Jornalista, escritora, militante comunista, Patrícia Rehder Galvão (1910 . 1962), a Pagú, foi uma das grandes vozes da vanguarda de seu tempo. Nascida na cidade paulista de São João da Boa Vista, onde se formou professora, ela não tinha nada das meninas do interior. Pintava os lábios de roxo, usava decotes e roupas transparentes e fumava em público. Aos 18 anos, rompeu com a família e foi praticamente adotada pelo casal Oswald de Andrade e Tarsila do Amaral. Um ano depois, fez parte do movimento da Antropofagia. Em 1930, casou-se com Oswald, com quem teve seu primeiro filho, Rudá. Integrante do Partido Comunista, Pagu foi presa e torturada por participar de manifestações políticas. Em 1933, ela publicou, com o pseudônimo Mara Lobo, o livro Parque Industrial, documento sobre a vida da classe trabalhadora paulista no início do século. Em 1950, foi candidata a deputada pelo Partido Socialista Brasileiro. Lançou também a Famosa Revista, em que criticava a esquerda nacional, o jornal A Vanguarda, e criou o primeiro Suplemento Literário do Diário de São Paulo.

Mulher de inúmeros matizes, libertária por excelência. De Joana D'Arc a Rosa de Luxemburgo, uma combinação dos mais puros e profundos sentimentos de liberdade. Patrícia Rehder Galvão, a Pagu, fez de sua vida um campo de batalha contra a intolerância, os desmandos e os grilhões impostos por senhores de uma sociedade retrógrada e, nos mais diversos aspectos, injusta. Mais do que isso, ela se fez mulher. Um espírito batalhador que foi capaz de ir muito além dos limites impostos por seu corpo físico. Bem adiante de sua época, ela inovou e revolucionou costumes.

Quem foi Patrícia Rehder Galvão, ou Pagú, como ficou conhecida?

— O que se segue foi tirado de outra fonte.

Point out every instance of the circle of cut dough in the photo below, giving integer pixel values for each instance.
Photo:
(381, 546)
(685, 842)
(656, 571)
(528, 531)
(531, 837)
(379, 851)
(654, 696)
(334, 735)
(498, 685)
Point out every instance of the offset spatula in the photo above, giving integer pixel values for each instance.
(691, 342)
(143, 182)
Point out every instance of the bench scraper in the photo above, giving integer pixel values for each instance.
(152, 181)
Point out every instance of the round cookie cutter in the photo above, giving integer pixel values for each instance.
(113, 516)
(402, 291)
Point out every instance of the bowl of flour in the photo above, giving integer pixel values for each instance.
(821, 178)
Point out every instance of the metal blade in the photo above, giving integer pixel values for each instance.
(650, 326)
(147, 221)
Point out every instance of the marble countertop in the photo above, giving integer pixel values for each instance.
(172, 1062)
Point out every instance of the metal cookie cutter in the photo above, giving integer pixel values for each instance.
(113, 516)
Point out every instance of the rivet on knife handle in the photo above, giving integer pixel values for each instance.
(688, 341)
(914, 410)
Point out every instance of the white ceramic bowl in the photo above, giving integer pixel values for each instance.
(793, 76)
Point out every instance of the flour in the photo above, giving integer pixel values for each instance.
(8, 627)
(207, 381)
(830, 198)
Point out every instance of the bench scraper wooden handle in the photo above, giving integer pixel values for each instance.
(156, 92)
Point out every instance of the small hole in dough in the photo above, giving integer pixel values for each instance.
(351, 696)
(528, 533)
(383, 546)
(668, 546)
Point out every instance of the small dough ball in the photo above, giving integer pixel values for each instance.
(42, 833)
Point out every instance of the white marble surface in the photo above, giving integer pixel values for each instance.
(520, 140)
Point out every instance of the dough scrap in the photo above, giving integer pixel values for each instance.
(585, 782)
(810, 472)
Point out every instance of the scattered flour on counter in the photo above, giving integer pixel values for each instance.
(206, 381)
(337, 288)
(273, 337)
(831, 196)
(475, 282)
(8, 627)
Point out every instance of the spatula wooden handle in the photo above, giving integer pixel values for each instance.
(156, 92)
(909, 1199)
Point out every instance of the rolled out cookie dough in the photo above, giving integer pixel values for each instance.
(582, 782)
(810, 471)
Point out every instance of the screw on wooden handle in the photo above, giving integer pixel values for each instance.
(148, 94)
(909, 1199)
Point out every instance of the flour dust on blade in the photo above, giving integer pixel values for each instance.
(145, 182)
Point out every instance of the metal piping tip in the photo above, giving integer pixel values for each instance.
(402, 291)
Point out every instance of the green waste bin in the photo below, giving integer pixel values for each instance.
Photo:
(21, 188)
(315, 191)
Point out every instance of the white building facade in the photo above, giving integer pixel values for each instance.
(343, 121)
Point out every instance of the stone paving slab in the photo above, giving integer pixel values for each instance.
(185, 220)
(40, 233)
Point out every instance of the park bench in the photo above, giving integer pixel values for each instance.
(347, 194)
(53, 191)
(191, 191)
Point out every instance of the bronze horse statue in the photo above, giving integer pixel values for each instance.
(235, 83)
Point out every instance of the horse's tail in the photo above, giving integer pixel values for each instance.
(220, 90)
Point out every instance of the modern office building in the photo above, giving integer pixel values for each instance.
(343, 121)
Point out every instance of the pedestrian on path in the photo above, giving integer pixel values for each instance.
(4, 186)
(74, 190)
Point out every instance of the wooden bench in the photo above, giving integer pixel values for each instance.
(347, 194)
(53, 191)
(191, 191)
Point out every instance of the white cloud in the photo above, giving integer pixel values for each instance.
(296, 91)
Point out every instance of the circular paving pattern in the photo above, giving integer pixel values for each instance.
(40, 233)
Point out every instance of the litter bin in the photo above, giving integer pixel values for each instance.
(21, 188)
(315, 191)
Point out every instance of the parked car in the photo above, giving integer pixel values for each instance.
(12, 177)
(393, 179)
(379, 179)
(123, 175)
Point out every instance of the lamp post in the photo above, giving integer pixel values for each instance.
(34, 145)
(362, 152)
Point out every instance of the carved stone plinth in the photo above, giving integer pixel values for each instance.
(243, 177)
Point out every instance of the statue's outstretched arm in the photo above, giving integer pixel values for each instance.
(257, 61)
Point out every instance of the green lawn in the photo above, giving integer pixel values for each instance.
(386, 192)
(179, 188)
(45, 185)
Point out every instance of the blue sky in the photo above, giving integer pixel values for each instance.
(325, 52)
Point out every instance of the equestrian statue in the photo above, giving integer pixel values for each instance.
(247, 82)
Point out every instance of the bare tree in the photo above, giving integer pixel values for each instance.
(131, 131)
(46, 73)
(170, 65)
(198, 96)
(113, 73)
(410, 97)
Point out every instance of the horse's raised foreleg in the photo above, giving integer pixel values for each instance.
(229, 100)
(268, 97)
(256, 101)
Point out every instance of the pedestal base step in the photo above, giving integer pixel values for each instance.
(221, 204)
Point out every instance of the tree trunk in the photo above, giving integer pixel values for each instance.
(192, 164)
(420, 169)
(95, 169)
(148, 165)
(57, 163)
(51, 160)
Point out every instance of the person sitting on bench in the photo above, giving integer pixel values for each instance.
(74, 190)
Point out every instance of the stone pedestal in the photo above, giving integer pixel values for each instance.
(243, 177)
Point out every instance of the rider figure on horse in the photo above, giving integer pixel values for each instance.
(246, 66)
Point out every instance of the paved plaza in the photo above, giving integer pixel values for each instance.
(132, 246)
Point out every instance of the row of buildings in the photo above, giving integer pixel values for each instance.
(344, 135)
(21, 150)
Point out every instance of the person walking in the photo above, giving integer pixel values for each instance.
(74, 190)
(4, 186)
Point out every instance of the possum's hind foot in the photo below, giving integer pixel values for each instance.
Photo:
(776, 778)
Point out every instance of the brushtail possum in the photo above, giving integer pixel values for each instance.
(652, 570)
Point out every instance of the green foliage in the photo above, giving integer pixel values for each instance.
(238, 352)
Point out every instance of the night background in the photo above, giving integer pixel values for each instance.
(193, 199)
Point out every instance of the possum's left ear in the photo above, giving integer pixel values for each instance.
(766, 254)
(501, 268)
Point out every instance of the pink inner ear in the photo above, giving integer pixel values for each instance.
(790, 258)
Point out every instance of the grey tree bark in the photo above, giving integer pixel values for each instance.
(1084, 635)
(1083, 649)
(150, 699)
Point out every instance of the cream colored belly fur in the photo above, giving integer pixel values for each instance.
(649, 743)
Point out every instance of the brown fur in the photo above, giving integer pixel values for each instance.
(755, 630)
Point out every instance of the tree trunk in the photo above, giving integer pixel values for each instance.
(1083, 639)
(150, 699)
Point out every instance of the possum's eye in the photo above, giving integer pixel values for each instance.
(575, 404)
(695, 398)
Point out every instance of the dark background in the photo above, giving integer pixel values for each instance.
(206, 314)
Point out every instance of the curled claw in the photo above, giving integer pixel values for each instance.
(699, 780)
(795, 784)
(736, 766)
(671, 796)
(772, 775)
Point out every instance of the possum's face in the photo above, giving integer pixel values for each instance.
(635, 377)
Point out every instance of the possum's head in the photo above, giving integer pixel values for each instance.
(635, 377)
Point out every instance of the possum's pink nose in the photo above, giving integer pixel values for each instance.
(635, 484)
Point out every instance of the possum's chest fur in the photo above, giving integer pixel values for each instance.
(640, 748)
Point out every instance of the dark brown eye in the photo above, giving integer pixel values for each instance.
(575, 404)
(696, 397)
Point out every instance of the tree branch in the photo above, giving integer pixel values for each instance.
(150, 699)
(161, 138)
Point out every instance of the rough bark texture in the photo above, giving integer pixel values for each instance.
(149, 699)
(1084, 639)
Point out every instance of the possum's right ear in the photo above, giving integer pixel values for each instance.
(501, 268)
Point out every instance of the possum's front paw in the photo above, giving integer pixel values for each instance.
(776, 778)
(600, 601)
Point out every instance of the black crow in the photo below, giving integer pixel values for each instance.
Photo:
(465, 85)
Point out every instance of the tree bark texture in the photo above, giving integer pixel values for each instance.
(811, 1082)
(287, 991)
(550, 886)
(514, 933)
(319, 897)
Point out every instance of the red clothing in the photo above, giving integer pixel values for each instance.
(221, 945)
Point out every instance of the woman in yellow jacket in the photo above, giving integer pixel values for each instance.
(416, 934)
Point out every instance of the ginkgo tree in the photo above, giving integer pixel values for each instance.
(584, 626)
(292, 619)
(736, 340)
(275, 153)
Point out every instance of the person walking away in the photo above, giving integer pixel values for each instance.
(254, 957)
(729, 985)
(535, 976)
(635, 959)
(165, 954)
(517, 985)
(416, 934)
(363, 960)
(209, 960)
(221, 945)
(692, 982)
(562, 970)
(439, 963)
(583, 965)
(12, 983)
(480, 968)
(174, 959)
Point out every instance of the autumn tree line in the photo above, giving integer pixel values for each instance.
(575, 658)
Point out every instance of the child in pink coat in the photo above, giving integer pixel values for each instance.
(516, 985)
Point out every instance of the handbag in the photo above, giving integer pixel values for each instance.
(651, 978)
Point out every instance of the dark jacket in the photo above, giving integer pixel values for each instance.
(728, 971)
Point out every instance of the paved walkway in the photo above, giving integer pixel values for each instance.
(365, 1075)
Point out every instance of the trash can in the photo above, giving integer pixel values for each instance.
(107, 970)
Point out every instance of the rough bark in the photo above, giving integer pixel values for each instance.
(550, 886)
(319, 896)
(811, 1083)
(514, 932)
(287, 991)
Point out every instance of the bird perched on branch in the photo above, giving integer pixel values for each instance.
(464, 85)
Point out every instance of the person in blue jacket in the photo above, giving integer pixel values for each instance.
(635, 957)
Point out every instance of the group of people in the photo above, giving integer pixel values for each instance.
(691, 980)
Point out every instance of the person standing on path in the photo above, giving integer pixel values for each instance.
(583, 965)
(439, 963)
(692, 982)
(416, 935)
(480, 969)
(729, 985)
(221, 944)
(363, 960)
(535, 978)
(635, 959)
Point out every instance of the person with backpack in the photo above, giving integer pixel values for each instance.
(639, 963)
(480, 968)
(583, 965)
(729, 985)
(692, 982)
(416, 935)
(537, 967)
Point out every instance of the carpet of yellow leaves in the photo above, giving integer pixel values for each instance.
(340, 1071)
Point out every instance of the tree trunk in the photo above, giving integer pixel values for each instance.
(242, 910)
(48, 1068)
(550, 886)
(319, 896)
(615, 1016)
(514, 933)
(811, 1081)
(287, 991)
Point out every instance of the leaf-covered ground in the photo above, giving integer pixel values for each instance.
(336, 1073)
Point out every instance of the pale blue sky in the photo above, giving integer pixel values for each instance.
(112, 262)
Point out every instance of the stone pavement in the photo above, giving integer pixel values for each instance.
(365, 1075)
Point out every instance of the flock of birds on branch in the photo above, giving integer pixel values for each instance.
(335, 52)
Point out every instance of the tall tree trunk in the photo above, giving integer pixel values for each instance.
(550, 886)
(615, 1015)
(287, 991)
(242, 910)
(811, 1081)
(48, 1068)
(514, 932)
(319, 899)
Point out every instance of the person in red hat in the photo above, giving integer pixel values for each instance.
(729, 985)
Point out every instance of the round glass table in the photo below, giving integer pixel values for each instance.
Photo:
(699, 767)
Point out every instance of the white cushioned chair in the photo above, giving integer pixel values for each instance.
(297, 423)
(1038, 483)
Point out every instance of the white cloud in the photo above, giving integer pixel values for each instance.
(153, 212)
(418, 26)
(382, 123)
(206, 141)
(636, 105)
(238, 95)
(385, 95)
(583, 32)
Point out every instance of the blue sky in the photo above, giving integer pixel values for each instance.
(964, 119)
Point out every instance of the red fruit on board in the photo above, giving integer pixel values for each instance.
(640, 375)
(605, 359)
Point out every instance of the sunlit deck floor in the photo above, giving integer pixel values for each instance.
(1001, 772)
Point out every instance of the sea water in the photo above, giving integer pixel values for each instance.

O apelido Pagú foi dado por Raul Bopp, teria mostrado a Raul alguns poemas e, na mesma ocasião, o poeta sugeriu que ela adotasse um "nome de guerra" literário. Sugeriu Pagu, brincando com as sílabas do nome da escritora, que Bopp equivocadamente acreditava se chamar Patrícia Goulart. Nascida em São João da Boa Vista em 9 de junho de 1910, sua história foi motivo de filme e farto material para livros. Pagu foi jornalista, escritora, incentivadora do teatro e das artes em geral, revolucionária e em meio a tudo isso foi ainda esposa, amante e mãe. Foi a musa do movimento de antropofagia.

Uma revolucionária que teve na sua atividade política seu maior algoz. Uma mulher inquieta e atenta a seu tempo, que optou pelo uso da palavra escrita para transmitir suas idéias e pelo jornal, como meio de fazê-las chegar a um maior numero possível de pessoas. Pagu tomou gosto pelo jornalismo cedo, quando ainda era apenas Patrícia, aos 15 anos, em 1925. Contrariando o mito, Pagu não participou da Semana de Arte Moderna de 1922, teria apenas 12 anos na ocasião. Admiradora do movimento, começou a escrever, e com apenas 15 anos foi trabalhar no jornal "Brás Jornal", de São Paulo, com o pseudônimo de "Pathy".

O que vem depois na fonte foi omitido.